Car sales are plummeting. Transportation fees for taxis and ferries are going up. Frequent Courier contributor Michael McCarthy, our resident prophet of doom who's been writing about energy issues for years, likes to hammer home the point that this is just the beginning. It's going to get worse.
Oh joy.
I sensed similar unease while visiting Ireland last month. The Irish, a pleasant people who live on a rainy flat bog ringed by mountains and overrun with what seem like hundreds of millions of sheep, are experiencing a hangover after years of partying as the Celtic Tiger. They beat up economically just about everyone for nearly a decade and a half, building up high-tech industry by day while downing gallons of Guinness and Jameson by night. Things were so good that Ireland's traditional population loss through migration reversed itself. E.U. citizens, especially from Eastern Europe, came in droves to take service jobs the locals no longer wanted or needed, which is one reason why many of the servers in restaurants during my trip were Polish, Slovakian or Italian.
Now, the Irish told me, the party is over, and after spending a couple of nights in County Mayo pubs, I believe when the Irish finally leave a party, it really is over. A recession has emptied the kegs and reduced the construction cranes over Dublin to a fraction of their number a few years ago.
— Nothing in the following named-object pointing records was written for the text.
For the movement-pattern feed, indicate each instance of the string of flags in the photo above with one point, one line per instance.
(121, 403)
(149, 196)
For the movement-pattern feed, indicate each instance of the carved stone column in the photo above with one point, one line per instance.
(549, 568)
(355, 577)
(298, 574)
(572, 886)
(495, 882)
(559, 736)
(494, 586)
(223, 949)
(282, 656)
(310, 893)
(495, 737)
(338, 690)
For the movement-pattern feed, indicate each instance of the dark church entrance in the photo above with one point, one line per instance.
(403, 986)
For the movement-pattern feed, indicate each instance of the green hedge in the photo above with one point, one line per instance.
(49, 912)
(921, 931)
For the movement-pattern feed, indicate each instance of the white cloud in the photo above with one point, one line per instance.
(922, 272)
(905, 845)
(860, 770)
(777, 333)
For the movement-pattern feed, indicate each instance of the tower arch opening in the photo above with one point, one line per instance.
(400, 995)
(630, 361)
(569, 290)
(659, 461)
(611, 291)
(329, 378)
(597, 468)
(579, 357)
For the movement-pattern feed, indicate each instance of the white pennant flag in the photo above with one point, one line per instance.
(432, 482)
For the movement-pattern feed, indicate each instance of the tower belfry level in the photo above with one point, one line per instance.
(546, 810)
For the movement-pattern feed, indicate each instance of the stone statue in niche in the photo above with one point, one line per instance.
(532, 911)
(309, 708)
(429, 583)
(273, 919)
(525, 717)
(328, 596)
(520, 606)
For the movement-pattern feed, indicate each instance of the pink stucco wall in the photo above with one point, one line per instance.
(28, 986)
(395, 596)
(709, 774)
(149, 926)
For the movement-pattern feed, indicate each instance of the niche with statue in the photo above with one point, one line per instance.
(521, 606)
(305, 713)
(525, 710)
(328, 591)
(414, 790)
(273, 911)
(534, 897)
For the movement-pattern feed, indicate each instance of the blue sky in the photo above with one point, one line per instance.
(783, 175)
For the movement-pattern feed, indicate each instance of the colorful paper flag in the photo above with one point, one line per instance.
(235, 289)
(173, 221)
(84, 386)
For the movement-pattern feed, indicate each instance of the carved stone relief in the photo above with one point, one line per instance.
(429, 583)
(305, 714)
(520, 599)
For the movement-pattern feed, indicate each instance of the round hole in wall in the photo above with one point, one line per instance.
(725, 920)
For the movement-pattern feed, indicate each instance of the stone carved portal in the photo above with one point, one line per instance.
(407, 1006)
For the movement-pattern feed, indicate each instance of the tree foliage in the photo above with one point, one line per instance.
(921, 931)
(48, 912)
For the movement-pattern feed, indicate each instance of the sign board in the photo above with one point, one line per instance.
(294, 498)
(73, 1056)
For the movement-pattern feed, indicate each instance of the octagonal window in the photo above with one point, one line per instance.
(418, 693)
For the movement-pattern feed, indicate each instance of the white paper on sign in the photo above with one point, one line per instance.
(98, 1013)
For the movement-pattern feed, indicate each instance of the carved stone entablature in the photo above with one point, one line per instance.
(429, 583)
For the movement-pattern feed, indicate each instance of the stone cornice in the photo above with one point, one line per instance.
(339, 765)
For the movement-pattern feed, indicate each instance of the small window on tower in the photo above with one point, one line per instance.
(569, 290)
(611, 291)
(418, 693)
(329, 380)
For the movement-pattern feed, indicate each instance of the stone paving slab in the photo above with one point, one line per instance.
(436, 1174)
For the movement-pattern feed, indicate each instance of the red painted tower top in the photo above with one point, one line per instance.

But is it a recession, and perhaps merely part of a regular economic cycle, or is it something more profound? And is anyone paying attention to the warning signs? In Westport, a tourist town of 4,000 near Ireland's west coast, the word "bustling" was the only description that fit. The place was alive with pedestrians, cars, trucks, tourist buses and cadres of German, American, and French visitors. The French perpetually smoked, the Americans filled shopping bags and the six Germans at breakfast when I entered the dining room one morning in my B&B looked at me like they'd just committed a major crime. I asked no questions.
If they'd done anything, maybe it was simply to dare enjoy themselves at a time when the economic wheel is turning. Or perhaps their denial was showing. The Irish, too, appear to be in denial. Gas is well over $2 a litre, and has always been pricier than here, but the Irish drive everywhere, and quickly, which is something considering their roads are little wider than the shoulders on the No. 1 Highway. The local newscasts and newspapers were dominated by Ireland's stinging rejection through referendum of greater integration with the E.U. But there was little official talk of economic uncertainty, whereas some of the locals I met were nervous about what lies ahead. This year, the Irish and other Europeans are still going on vacation, moved forward by past financial momentum. But next year, as jobs go, household budgets tighten and prices rise, all bets are off. The Irish might soon want those service jobs back from the immigrant Poles.
We have similar or even greater denial here. In Kelowna last weekend, where everyone is highly pleased with the expensive new bridge spanning Lake Okanagan, I was shocked by the luxurious new condo towers going up. The ambition is to create a Yaletown-like neighbourhood along the waterfront north of the city's downtown.
This is hardly the stuff of food riots. If we're headed to a peak-oil meltdown and a reduced standard of living my father would recognize from 70 years ago, no one--from Galway to Gibsons--is preparing for it.